Further, the strontium titanate fine particles of the present invention preferably have a circularity of 0.900 to 1.000.

It is possible to provide strontium titanate fine particles having a small average particle size and excellent crystallinity and dispersibility.

(Strontium titanate fine particles)
The strontium titanate fine particles of the present invention are spherical and have an average particle diameter (D50) of 10 nm to 30 nm measured by a laser diffraction / scattering type particle size distribution measuring machine.
The strontium titanate fine particles of the present invention have a small average particle size (D50) and are excellent in crystallinity and dispersibility.
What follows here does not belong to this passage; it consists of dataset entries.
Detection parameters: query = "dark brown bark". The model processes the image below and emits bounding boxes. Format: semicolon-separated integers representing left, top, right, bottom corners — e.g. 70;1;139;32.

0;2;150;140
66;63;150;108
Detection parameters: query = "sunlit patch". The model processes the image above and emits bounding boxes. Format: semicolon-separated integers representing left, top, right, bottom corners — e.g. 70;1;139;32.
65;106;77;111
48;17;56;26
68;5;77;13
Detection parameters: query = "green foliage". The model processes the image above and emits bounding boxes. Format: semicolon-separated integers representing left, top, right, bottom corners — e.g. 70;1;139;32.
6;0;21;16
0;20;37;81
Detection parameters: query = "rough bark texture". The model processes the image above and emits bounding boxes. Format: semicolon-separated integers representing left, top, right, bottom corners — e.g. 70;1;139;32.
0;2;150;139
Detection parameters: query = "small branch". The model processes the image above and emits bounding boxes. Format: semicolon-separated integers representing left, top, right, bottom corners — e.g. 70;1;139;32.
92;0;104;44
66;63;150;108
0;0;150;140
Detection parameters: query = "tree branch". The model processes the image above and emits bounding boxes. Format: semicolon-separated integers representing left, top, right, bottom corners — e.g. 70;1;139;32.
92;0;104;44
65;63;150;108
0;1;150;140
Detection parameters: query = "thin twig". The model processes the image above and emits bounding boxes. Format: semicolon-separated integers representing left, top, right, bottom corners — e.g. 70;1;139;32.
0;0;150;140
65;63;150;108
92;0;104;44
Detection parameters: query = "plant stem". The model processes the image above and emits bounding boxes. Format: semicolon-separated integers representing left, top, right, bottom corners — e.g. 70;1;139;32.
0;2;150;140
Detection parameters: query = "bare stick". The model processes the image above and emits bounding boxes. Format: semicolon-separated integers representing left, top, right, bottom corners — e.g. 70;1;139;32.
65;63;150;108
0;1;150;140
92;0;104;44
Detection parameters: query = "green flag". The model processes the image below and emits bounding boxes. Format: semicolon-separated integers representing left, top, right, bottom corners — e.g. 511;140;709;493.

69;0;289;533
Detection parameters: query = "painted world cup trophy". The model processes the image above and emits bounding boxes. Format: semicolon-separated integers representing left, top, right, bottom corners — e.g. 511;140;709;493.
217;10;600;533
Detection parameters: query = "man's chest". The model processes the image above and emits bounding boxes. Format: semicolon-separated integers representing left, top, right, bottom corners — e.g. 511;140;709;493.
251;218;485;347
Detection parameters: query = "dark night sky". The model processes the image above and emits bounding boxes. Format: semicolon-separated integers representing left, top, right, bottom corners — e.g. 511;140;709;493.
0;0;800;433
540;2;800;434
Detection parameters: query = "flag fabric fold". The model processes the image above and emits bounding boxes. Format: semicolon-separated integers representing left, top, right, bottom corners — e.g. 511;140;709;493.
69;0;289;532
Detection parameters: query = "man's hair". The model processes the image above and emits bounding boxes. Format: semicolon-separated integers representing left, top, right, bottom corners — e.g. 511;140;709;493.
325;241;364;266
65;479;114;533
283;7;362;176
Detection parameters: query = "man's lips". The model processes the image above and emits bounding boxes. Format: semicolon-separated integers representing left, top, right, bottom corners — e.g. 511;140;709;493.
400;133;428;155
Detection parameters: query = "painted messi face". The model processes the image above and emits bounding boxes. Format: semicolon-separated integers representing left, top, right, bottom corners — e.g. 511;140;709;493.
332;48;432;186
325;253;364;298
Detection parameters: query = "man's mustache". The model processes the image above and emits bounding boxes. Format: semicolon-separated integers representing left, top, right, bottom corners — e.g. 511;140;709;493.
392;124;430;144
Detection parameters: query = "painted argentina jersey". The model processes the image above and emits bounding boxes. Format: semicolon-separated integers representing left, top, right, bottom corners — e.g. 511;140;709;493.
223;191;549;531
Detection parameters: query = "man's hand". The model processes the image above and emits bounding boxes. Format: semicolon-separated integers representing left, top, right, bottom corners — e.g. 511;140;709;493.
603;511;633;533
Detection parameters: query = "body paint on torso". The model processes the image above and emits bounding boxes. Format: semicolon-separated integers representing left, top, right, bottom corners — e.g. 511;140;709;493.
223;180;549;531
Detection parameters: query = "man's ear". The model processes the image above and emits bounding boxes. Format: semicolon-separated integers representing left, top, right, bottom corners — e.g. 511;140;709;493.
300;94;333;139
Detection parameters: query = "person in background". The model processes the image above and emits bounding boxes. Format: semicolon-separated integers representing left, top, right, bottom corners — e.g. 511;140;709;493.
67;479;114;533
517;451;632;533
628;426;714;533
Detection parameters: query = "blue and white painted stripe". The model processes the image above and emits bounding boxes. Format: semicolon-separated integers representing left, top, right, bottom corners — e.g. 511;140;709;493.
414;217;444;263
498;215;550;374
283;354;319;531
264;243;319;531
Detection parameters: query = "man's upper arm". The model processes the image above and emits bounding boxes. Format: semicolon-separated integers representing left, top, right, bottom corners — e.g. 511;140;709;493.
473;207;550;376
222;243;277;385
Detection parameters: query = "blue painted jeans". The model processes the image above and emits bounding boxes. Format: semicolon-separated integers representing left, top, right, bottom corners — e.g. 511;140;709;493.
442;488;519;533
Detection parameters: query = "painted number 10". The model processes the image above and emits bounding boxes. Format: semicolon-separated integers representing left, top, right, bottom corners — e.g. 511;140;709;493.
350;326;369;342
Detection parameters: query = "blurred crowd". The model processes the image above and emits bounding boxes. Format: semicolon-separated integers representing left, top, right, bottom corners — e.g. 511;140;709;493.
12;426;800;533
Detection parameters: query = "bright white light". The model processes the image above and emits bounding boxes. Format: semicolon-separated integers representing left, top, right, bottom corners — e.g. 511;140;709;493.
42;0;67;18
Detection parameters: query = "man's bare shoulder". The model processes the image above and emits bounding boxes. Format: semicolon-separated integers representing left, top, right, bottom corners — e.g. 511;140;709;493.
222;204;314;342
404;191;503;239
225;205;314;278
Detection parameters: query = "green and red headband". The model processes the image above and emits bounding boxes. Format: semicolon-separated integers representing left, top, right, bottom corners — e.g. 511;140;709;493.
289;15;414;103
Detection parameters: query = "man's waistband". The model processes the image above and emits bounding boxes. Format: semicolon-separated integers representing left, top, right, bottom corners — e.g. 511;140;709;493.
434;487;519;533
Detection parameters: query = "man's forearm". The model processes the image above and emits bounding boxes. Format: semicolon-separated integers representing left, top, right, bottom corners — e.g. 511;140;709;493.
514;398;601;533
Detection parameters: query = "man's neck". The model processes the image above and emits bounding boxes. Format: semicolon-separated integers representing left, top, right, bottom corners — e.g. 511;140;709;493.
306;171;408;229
The strontium titanate fine particles of the present invention have a spherical particle shape.
Here, the spherical shape means not only a true sphere but also an elliptical shape, a cylinder shape, a bale shape (a shape in which the corners of the cylinder are rounded), and the like.
Specifically, the circularity of the strontium titanate fine particles is 0.900 to 1.000.
The circularity can be calculated by circularity = 4πS / L ² , where S is the area of particles in the image taken with a transmission electron microscope and L is the peripheral length.
The shape of the strontium titanate fine particles can be confirmed, for example, by observing with a transmission electron microscope (“JEM-1011” manufactured by JEOL Ltd.) at an observation magnification of 300,000 times.
The circularity is an average value excluding those having a specific shape clearly different from the spherical shape among the fine particles appearing in the image taken by the transmission electron microscope.

The strontium titanate fine particles of the present invention have an average particle diameter of 10 nm to 30 nm.
The average particle size is preferably 14 nm to 25 nm.
By having such an average particle size, it is possible to have excellent dispersibility.
The average particle size is determined by dissolving strontium titanate fine particles in methanol to obtain a dispersion, then putting the obtained dispersion into a measuring cell, and using a laser diffraction / scattering particle size distribution measuring machine (manufactured by Nikkiso Co., Ltd.). , "Microtrack MT3300EXII") means the average particle size (D50).

The strontium titanate fine particles of the present invention have excellent dispersibility.
Here, dispersibility means that 50 mg of strontium titanate fine particles are dissolved in 50 mL of methanol to obtain a dispersion, the obtained dispersion is placed in a screw tube bottle, and black paper is placed on the back surface to disperse the dispersion. When the state of the liquid is visually confirmed, it can be determined whether or not white turbidity occurs. When white turbidity does not occur, it can be evaluated as having excellent dispersibility, and can be suitably applied to, for example, a material having a high refractive index.

The strontium titanate fine particles of the present invention preferably have good crystallinity.
The crystallinity of the strontium titanate fine particles is such that the crystallite size calculated by the X-ray diffractometer is the same as the particle size observed with the transmission electron microscope [the ratio of the particle size (with the transmission electron microscope). If the observed particle size / crystallite size calculated by the X-ray diffractometer) is 0.9 to 1.0], it is judged that the crystallinity is good, and if it is small or no crystal is confirmed, it is judged to be defective. ..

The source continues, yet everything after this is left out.